The Department of Interior on Wednesday approved Royal Dutch Shell's RDSB.LN -0.63% plan for responding to oil spills in Alaska's Beaufort Sea, news the company called "another major milestone" toward drilling there this summer.
An Interior official also set 2013 as a target for allowing new seismic surveys off much of the East Coast. Energy companies use the survey data to evaluate oil and gas resources, as well as potential sites for offshore wind farms. Current data for the Atlantic is decades old.
Interior Secretary Ken Salazar touted the moves at the Norfolk, Va., headquarters of Fugro Atlantic, a company that conducts seismic surveys.
"There is no silver bullet to high gas prices, but we must continue to reduce our reliance on foreign oil and reduce our vulnerability to the ups and downs of the international market," Mr. Salazar said, echoing recent statements from President Barack Obama. Mr. Obama has been pushing back against criticism from Republicans that his policies restrict U.S. oil production.
The national average price of a regular gallon of gasoline was $3.91 on Wednesday, according to AAA, compared with $3.59 a gallon a year ago.
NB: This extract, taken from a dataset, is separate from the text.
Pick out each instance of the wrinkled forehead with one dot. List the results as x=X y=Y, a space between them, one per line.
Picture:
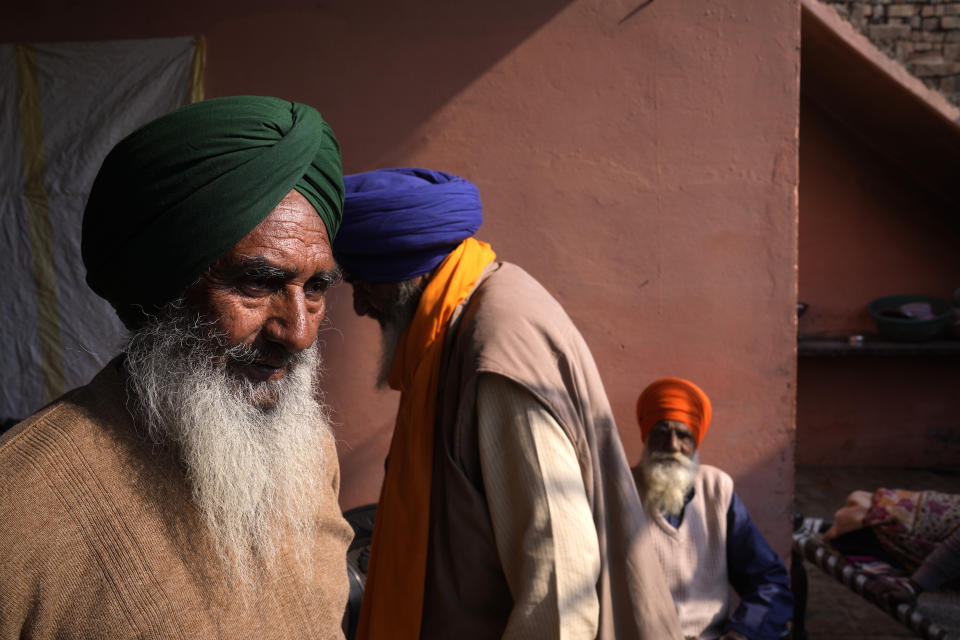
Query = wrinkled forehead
x=668 y=426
Wednesday's announcements represented steps toward offshore drilling in areas outside the Gulf of Mexico, where the administration has allowed drilling and signaled it will allow more. Both moves were criticized by environmental groups.
Shell spokeswoman Kelly op de Weegh said the Beaufort Sea oil spill plan approval "is another major milestone achieved," but the company still needs several more permits before beginning to drill in July.
To secure the approval, Shell added cap and containment systems engineered specifically for Alaska, Ms. op de Weegh said.
Environmentalists insist the plans don't go far enough and that Arctic conditions will make it extremely difficult to clean up a spill. But Mr. Salazar said the response plans "have been significantly modified and improved to give us the kind of assurance they will work."
For the Atlantic, the administration released a draft environmental review of seismic surveys, outlining a 330,000 square-mile area from the Delaware Bay to Cape Canaveral, Fla. where they could be conducted.
Tommy Beaudreau, a Salazar deputy who oversees offshore development, said the department plans to finalize the review this year so that surveys could begin "as early as next year."
"There have been enormous technological advances in seismic surveys," Mr. Beaudreau said. "We need to find out what the resource is."
Environmental groups oppose the testing because they say it can injure or kill marine mammals and fish, impacting endangered species and fisheries.
The administration has no current plans to allow drilling in the Atlantic, though Mr. Salazar said that could change in light of the survey data.
Randall Luthi, president of the National Ocean Industries Association, which represents offshore drilling firms, said the seismic surveys were "a welcome step," but "it appears the Department has given the offshore industry a canoe with no oars, since there are no lease sales planned."